Dangling right before those 16 pair of eyes at a Delhi hotel on Sunday was not just a round piece of yellow metal but a symbol of what India, once a hockey super power, has been chasing over the last three exasperating decades.
“It’s made mainly of silver and coated with gold, but an Olympic gold medal is not about how much it’s worth. It’s about sentiment,” Gurbux told Reuters as he displayed the medal later.
“We were requested to bring our Olympic gold medals to show the boys and motivate them – and they looked motivated,” he said, closing the case and putting it safely back into his jacket pocket.
Hockey India (HI) could not have come up with a better way to motivate the 16-member Indian men’s team leaving for London than bringing them together with 30-odd former Olympians who were part of the country’s golden hockey era.
India won the first of six successive Olympic gold medals in 1928 and added another in 1964. Their last came in 1980, by which time Indian hockey was on the decline.
Their freefall from the summit of hockey reached its nadir in 2008 when India, considered hockey’s spiritual home, failed to qualify for the Beijing Olympics.
But India will be back at the Games in London, and hockey greats, many now forgotten in a cricket-obsessed country, defied old age to turn up at the send-off ceremony to inspire Chetri and his team mates.

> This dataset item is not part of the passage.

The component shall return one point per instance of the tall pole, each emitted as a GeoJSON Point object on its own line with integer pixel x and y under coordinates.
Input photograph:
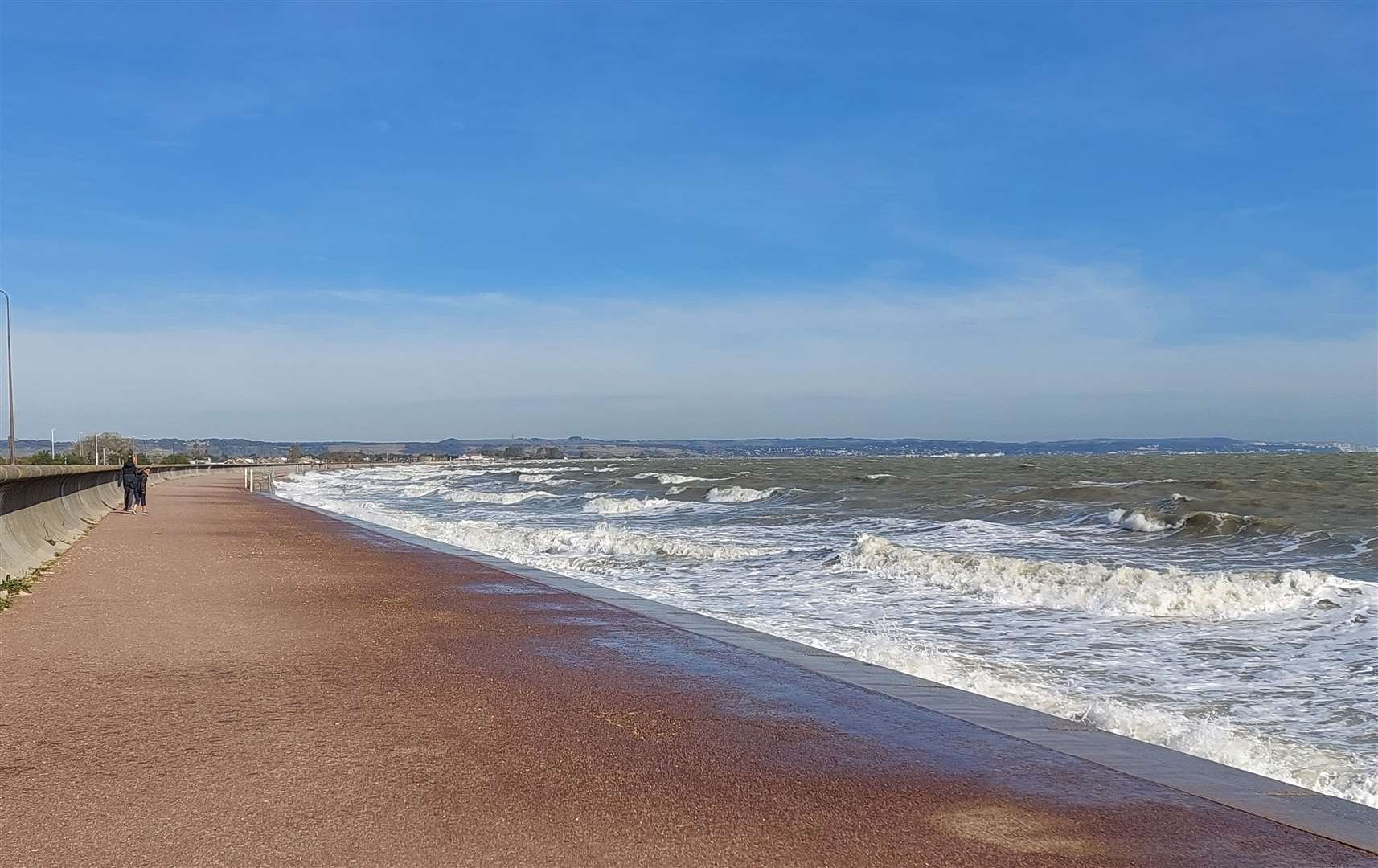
{"type": "Point", "coordinates": [9, 366]}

Hardayal Singh, who won gold in 1956, needs a walking stick for every step and had to be helped on stage. A sheepish HI secretary Narinder Batra confessed they did not really know how old he was as the federation did not have his date of birth in their records.
A.S. Bakshi, Hardayal’s 87-year-old team-mate from the Melbourne squad, found the plaque he was presented with too heavy and dropped it. The same hands that wielded a hockey stick and joystick, he later became a commercial pilot, are now unable to bear the weight of a memento.
Jaswant Singh Rajput dropped his memento too, prompting sports minister Ajay Maken to come down from the stage and hand over the plaques while the ageing greats sat in comfort.
The biggest cheer was reserved for Leslie Claudius, whose three gold medals and a silver from four Olympic appearances between 1948 and 1956 placed him in a league of his own.
“Those were the days. On grass, you could slip the stick under the ball which helped our dribbling style. Astroturf has killed that,” he lamented.
At 85, Claudius has hearing problems and repeats the question to make sure he heard it right.
“India’s chance in London? Honestly I have not seen much of these boys but winning a medal looks difficult. Difficult though not impossible.”
Chetri said he and his team-mates would do whatever it takes to make that possible.
“I placed one of the gold medals on my palm just to get the feeling. It’s indescribable,” the goalkeeper said.
“These are the legends we grew up reading about. Meeting them like this is very, very special. It’s one of the most memorable days of my life and I promise we won’t let them down.”